Di epocale, ovviamente, non c’è assolutamente nulla. Che differenza volete che faccia questa piccola goccia, nel mare magnum della demonizzazione? Epocale è solo lo sforzo della sinistra e di tutte le sue tenaci ramificazioni: più di 50 processi, migliaia di trasmissioni tv e radio, decine di migliaia di editoriali, milioni di ospitate, miliardi di giuristi, cantanti, banchieri, attori, magistrati, presentatori, scrittori, comici, premi nobel, nani e ballerine. Tutto per una sola, misera condanna definitiva. Senza contare che ieri è crollato anche il falso mito del Berlusconi che si autoassolve con le leggi ad personam.
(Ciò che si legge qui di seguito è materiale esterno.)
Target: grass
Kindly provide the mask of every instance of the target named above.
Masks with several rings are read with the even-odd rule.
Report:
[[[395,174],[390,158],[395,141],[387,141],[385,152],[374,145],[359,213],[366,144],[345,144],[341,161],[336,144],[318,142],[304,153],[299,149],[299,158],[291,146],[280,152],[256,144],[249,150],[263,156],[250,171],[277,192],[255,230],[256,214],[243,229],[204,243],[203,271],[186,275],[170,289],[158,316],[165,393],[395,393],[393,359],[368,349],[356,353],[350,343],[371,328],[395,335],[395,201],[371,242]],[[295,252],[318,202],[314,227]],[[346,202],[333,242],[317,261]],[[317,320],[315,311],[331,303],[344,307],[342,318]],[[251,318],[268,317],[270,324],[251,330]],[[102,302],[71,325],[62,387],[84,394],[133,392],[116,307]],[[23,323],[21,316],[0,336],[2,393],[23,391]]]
Effetti collaterali, che col tempo avranno a loro volta i loro begli effetti. Per il resto, tutto secondo le aspettative: i “migliori” di cui sopra sono già tutti lì che festeggiano a reti unificate, compresi i social media. Lasciamoli sfogare, celebrare con la consueta misura e lungimiranza la sconfitta della mafia, della corruzione, dell’evasione fiscale, della burocrazia, congratularsi vicendevolmente per il loro alto senso delle istituzioni e la loro magnanimità. Quanto a Berlusconi, nel videomessaggio è apparso colpito duramente, ma non vinto e non umiliato. Anzi, ruggente e determinato. Giuliano Ferrara lo ha chiamato giustamente “prigioniero libero” (qui). Ma come dice giustamente zamax, ciò che sta venendo sempre più a galla è la cosa più importante di tutte: la grande mistificazione operata dalla sinistra, di cui Berlusconi è solo l’ultimo bersaglio (qui). Ieri, riferendomi all’interdizione, scrivevo: “Ma se invece, la butto lì, questa misura finisse per ritorcersi contro le intenzioni dei nostri zelanti applicatori della legge e contro le mire dei loro fan de sinistra?” Oggi che l’interdizione non c’è ancora, estendo la stessa considerazione alla condanna. Giustizia sarà fatta.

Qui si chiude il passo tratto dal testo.